The DOJ said the settlement resolves claims that UHS, UHS of Delaware and UHS' Turning Point Care Center in Moultrie, Ga., billed for medically unnecessary inpatient behavioral health services, failed to provide adequate and appropriate services and paid illegal inducements to federal healthcare beneficiaries. The DOJ had until now been tight-lipped about the nature of the allegations.
"Illegal inducements should never play a role in a patient's decision regarding treatment, especially when a patient is seeking care for addiction and other behavioral health needs," Byung Pak, U.S. attorney for the Northern District of Georgia, said in a statement. "Our office remains committed to pursuing unlawful arrangements that undermine the integrity of federal healthcare programs."
Between January 2006 and December 2018, the government says UHS' facilities admitted patients whose conditions did not require inpatient or residential treatment. The facilities also allegedly failed to discharge appropriately admitted patients who no longer needed inpatient care. The government also says UHS billed for services that weren't provided, billed for improper and excessive lengths of stay and failed to provide adequate staffing and training of staff.
With respect to Turning Point, the government found that between 2007 and 2019, the facility provided free or discounted airfare or bus tickets to encourage Medicare and Medicaid patients to seek treatment at its inpatient or outpatient programs.
After completing the inpatient program, the whistleblower complaint says Turning Point provided free or discounted lodging arrangements in furnished apartments to its Medicare beneficiary patients to wrongfully convince them to enroll in its outpatient program rather than receiving services in their home states. Federal law prohibits providers from offering free goods or services to induce Medicare patients to purchase or receive care through the federal healthcare program. The complaint says Turning Point also waived copays and deductibles to further convince patients to receive their services.

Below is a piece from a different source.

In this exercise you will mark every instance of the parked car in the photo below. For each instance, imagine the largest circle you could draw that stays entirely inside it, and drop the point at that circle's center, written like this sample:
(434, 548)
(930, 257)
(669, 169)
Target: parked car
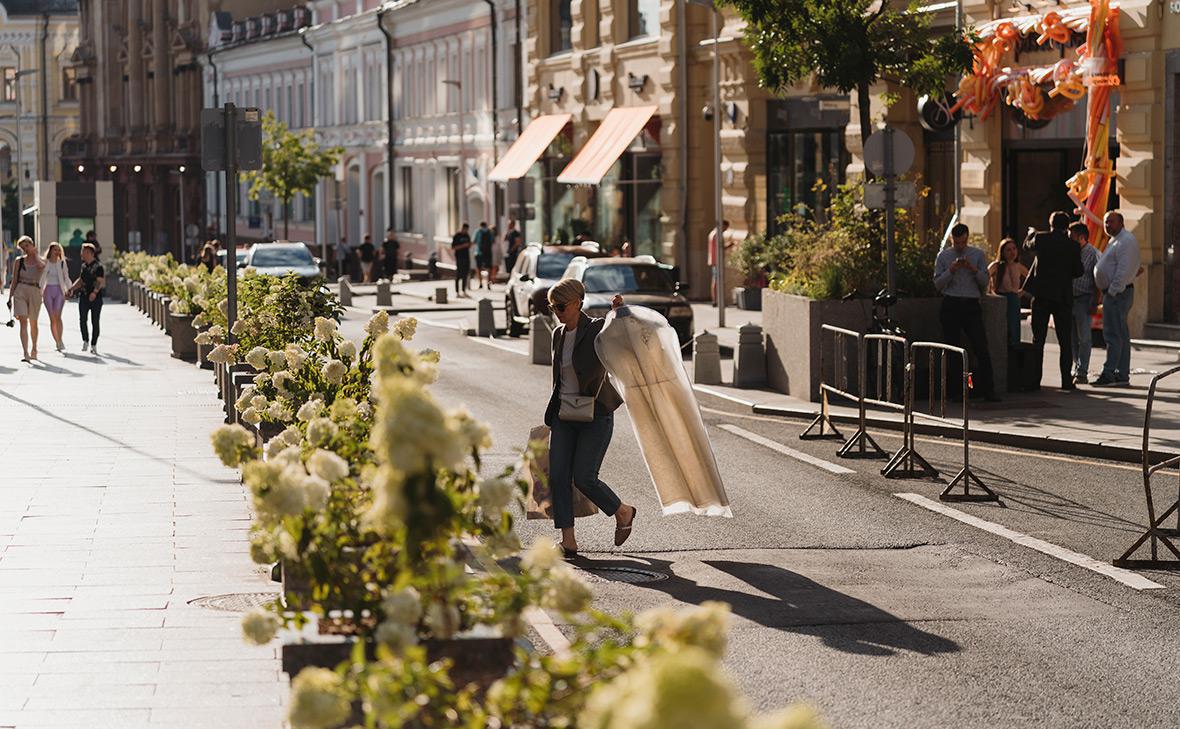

The complaint was filed by Mark Heatley, the facility's then-associate administrator, who said he discovered the practices shortly after he started working there in June 2017.
"Never in Mr. Heatley's 27 years in the industry has he seen a healthcare provider systematically offer inducements to lure and incentivize individuals to receive healthcare services at its facility," the complaint said. "The fraud is so rampant—and Turning Point so unrepentant—that Mr. Heatley decided to file this qui tam action."
Over 90% of Turning Point's revenue comes from Medicare, the complaint said. In fiscal 2017, the facility drew more than $5 million per month from the program.
UHS said the investigation related to facilities' compliance with complex and evolving state and federal policies regarding patient admission, discharge and treatment protocols. The company said many of the practices outlined in the qui tam cases occurred before UHS acquired the facilities.
"When UHS acquires a new facility, it rigorously assesses the operation and where needed, adjusts procedures to ensure compliance with proven protocols and high standards of care," the statement said.
UHS denied the allegations raised in the case and said the settlement does not constitute a finding of improper conduct.
The King of Prussia, Pa.-based company operates nearly 200 acute-care inpatient psychiatric hospitals and residential treatment facilities nationwide.
UHS said in July 2019 that the DOJ had closed its related criminal investigation into the company with no charges filed.